JEPA-DNA implements a genomic foundation model that combines generative pretraining with a joint-embedding predictive objective, so the model learns both local nucleotide patterns and broader functional structure from DNA sequences. Benchmarking uses the GFMBench-API evaluation library (install separately; see GFMBench-API clone and PYTHONPATH below).

For reproducibility, the repository includes model-specific paper reproduction parameter files under jepa_dna/reproduce_params_files; see Reproduce paper runs (model-specific params.json).

Quick Start

Installation

  1. Create a virtual environment (choose one option):

    Option A: Using pip (venv)

    python -m venv jepa_dna_env
    source jepa_dna_env/bin/activate

    Option B: Using conda

    conda create -n jepa_dna_env python=3.10
    conda activate jepa_dna_env
  2. Install dependencies:

    pip install -r requirements.txt
  3. (Optional, GPU users) Check CUDA availability:

    python -c "import torch; print(torch.cuda.is_available())"
  4. (Optional, for DNABERT-2 with flash attention):

    pip install flash-attn --no-build-isolation

    The default requirements.txt targets workflows that use DNABERT-2 and related stacks. Other encoders may need extra packages—install those separately.

  5. (Optional) If you use Hugging Face caches heavily, set cache locations, for example:

    export HF_HOME=/path/to/hf_home
    export HF_DATASETS_CACHE=/path/to/hf_datasets_cache

GFMBench-API clone and PYTHONPATH

Benchmarks import both this repository and a local GFMBench-API checkout. Clone the evaluation library (not installed as a pip package from this README):

git clone https://github.com/NVIDIA/GFMBench-api.git

Repository: https://github.com/NVIDIA/GFMBench-api

From the JEPA-DNA repository root, point PYTHONPATH at both repo roots:

cd /path/to/JEPA-DNA
export PYTHONPATH=/path/to/JEPA-DNA:/path/to/GFMBench-api

Then verify imports:

python -c "import jepa_dna; import gfmbench_api"

Pretraining

The first (and only) argument is training_dir, a directory you choose for a given run. It plays three roles:

  1. Input: Before starting, the directory must already contain params.json with the training configuration (use jepa_dna/example_params.json as a template).
  2. Output — logs: While training, the pretrainer writes a timestamped log file in this directory, e.g. training_log_<timestamp>.txt.
  3. Output — checkpoints: Final (and periodic, per params.json) weights are saved here, including context_encoder_final.pt, target_encoder_final.pt, and predictor_final.pt (exact filenames depend on objectives). The script may also create auxiliary folders such as git_reproduce/ for reproducibility metadata.

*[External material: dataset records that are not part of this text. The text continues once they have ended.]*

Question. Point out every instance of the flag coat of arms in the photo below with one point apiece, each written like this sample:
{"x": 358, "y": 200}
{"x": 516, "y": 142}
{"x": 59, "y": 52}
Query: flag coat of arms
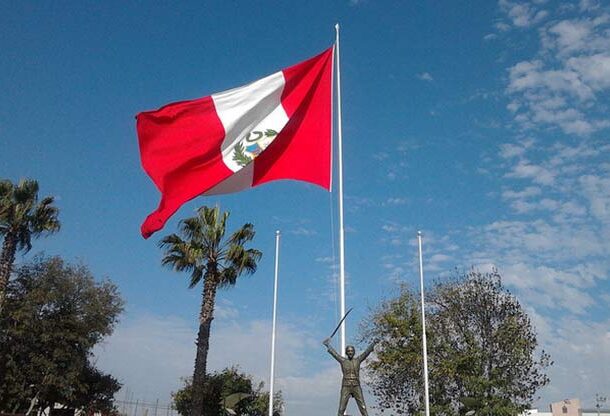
{"x": 278, "y": 127}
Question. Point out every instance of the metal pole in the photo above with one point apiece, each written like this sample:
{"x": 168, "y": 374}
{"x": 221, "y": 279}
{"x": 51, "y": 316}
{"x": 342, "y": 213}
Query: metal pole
{"x": 423, "y": 320}
{"x": 272, "y": 372}
{"x": 341, "y": 229}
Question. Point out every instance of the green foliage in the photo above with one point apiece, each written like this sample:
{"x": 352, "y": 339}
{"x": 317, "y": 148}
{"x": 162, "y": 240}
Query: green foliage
{"x": 22, "y": 217}
{"x": 481, "y": 350}
{"x": 223, "y": 389}
{"x": 55, "y": 313}
{"x": 202, "y": 249}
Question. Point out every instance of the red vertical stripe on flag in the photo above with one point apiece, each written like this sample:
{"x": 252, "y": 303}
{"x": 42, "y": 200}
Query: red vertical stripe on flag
{"x": 180, "y": 151}
{"x": 302, "y": 150}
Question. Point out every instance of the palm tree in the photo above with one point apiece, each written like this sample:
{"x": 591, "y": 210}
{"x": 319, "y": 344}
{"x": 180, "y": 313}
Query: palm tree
{"x": 22, "y": 217}
{"x": 202, "y": 250}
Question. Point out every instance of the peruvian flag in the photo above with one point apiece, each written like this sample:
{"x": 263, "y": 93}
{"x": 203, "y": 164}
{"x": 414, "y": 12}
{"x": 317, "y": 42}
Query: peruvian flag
{"x": 278, "y": 127}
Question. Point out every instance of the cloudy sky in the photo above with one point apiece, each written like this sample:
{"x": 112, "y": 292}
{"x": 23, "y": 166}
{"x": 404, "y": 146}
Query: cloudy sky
{"x": 484, "y": 124}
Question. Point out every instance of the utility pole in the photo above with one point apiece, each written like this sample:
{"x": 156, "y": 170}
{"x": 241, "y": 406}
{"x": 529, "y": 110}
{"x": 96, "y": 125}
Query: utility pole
{"x": 598, "y": 402}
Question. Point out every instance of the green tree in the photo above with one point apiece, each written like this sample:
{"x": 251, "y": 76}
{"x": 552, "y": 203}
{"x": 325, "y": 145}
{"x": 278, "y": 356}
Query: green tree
{"x": 55, "y": 313}
{"x": 202, "y": 249}
{"x": 22, "y": 217}
{"x": 482, "y": 349}
{"x": 223, "y": 389}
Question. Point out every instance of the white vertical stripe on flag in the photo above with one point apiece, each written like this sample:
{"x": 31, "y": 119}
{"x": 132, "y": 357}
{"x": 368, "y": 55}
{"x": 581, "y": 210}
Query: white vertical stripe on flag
{"x": 253, "y": 107}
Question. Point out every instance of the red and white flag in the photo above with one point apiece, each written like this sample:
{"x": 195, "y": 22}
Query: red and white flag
{"x": 278, "y": 127}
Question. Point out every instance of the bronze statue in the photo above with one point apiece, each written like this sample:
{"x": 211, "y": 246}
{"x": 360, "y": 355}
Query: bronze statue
{"x": 350, "y": 366}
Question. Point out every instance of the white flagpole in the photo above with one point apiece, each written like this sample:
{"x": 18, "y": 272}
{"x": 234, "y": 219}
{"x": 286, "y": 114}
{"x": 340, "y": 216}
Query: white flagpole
{"x": 272, "y": 375}
{"x": 423, "y": 320}
{"x": 341, "y": 230}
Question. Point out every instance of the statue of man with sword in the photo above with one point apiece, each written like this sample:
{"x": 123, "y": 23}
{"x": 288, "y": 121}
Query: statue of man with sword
{"x": 350, "y": 366}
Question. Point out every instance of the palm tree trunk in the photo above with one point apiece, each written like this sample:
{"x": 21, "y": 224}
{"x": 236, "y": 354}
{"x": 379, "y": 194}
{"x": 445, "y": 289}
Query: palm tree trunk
{"x": 203, "y": 343}
{"x": 7, "y": 258}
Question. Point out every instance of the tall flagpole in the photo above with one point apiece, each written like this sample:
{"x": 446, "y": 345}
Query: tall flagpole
{"x": 341, "y": 230}
{"x": 272, "y": 375}
{"x": 423, "y": 320}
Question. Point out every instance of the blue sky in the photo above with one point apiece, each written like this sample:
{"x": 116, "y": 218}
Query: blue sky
{"x": 484, "y": 124}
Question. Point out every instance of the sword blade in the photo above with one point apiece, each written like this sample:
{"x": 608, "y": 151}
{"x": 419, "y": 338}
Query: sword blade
{"x": 340, "y": 322}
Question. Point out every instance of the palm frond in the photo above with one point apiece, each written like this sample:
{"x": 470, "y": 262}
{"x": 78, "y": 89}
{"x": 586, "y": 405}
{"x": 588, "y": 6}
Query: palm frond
{"x": 200, "y": 248}
{"x": 245, "y": 234}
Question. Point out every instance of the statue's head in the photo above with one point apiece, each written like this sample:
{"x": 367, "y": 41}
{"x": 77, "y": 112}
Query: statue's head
{"x": 350, "y": 351}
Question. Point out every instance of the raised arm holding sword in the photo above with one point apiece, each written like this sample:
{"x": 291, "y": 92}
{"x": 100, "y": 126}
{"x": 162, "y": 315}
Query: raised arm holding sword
{"x": 350, "y": 366}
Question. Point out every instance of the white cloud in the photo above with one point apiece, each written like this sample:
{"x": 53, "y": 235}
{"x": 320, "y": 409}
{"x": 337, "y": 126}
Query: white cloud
{"x": 522, "y": 14}
{"x": 425, "y": 76}
{"x": 537, "y": 173}
{"x": 303, "y": 231}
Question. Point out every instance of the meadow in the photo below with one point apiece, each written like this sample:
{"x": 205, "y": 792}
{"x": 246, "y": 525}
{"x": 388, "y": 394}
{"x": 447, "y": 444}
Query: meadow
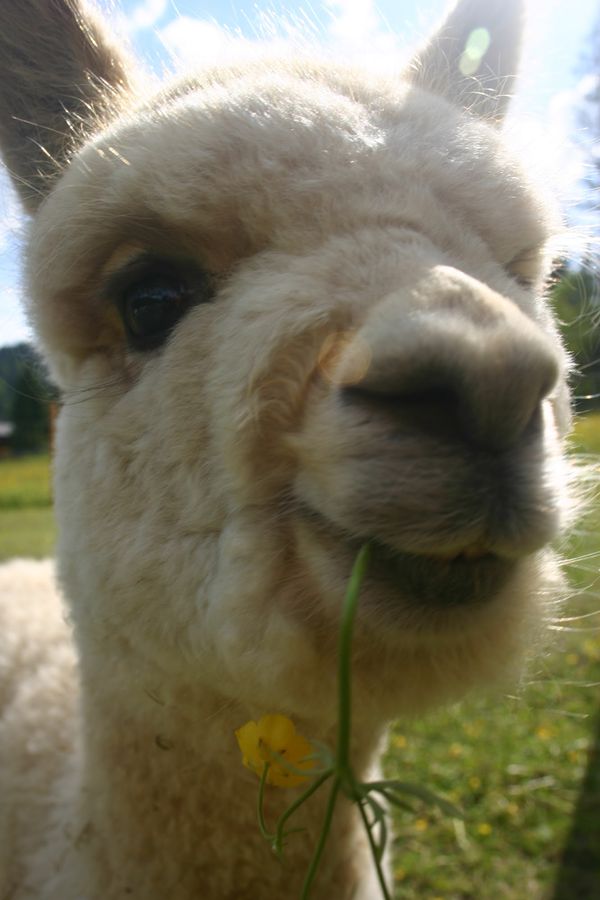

So training_dir is both the config location and the run’s log/checkpoint root; use a dedicated path per experiment so outputs do not overwrite each other.

python ./jepa_dna/run_jepa_pretrain.py /path/to/training_dir

Required path update (Pretraining stage):

  • Open jepa_dna/run_jepa_pretrain.py.
  • Locate root_data_dir = "/data/sense/common/data/".
  • Replace it with the absolute path to your dataset root.

This root is used for the pretraining datasets (for example, pretrain/ under that directory) and checkpoint-time evaluation tasks invoked during training.

To restrict GPUs:

CUDA_VISIBLE_DEVICES=0,1,2,3 python ./jepa_dna/run_jepa_pretrain.py /path/to/training_dir

Reproduce paper runs (model-specific params.json)

Pre-configured parameter files for paper reproduction are provided in:

  • jepa_dna/reproduce_params_files/params_dnabert2.json
  • jepa_dna/reproduce_params_files/params_ntv3.json
  • jepa_dna/reproduce_params_files/params_hyenadna.json

For each run, create a fresh experiment directory, copy the relevant file, rename it to params.json, then launch pretraining.

Example (DNABERT-2):

EXP_DIR=/path/to/experiments/dnabert2_repro
mkdir -p "$EXP_DIR"
cp ./jepa_dna/reproduce_params_files/params_dnabert2.json "$EXP_DIR/params.json"
python ./jepa_dna/run_jepa_pretrain.py "$EXP_DIR"

Example (NTv3):

EXP_DIR=/path/to/experiments/ntv3_repro
mkdir -p "$EXP_DIR"
cp ./jepa_dna/reproduce_params_files/params_ntv3.json "$EXP_DIR/params.json"
python ./jepa_dna/run_jepa_pretrain.py "$EXP_DIR"

Example (HyenaDNA):

EXP_DIR=/path/to/experiments/hyenadna_repro
mkdir -p "$EXP_DIR"
cp ./jepa_dna/reproduce_params_files/params_hyenadna.json "$EXP_DIR/params.json"
python ./jepa_dna/run_jepa_pretrain.py "$EXP_DIR"

Notes:

  • Keep one params.json per experiment directory to avoid accidental overwrites.
  • The run writes logs/checkpoints into the same EXP_DIR.
  • If needed, set CUDA_VISIBLE_DEVICES as shown above before the python command.

GFMBench-API evaluation

Run GFMBench tasks through the JEPA-DNA benchmark driver. Example:

python ./jepa_dna/run_benchmark.py \
  --csv_path ./logs/benchmark_report.csv \
  --report_algo_name my_run \
  --model DNABERT2 \
  --checkpoint_path /path/to/optional_checkpoint.pt \
  --epochs 3 \
  --linear_prob \
  --seed 0

Required path update (Benchmark stage):

  • Open jepa_dna/run_benchmark.py.
  • Locate root_data_dir_path = "/data/sense/common/data".
  • Replace it with the absolute path to your GFMBench data root.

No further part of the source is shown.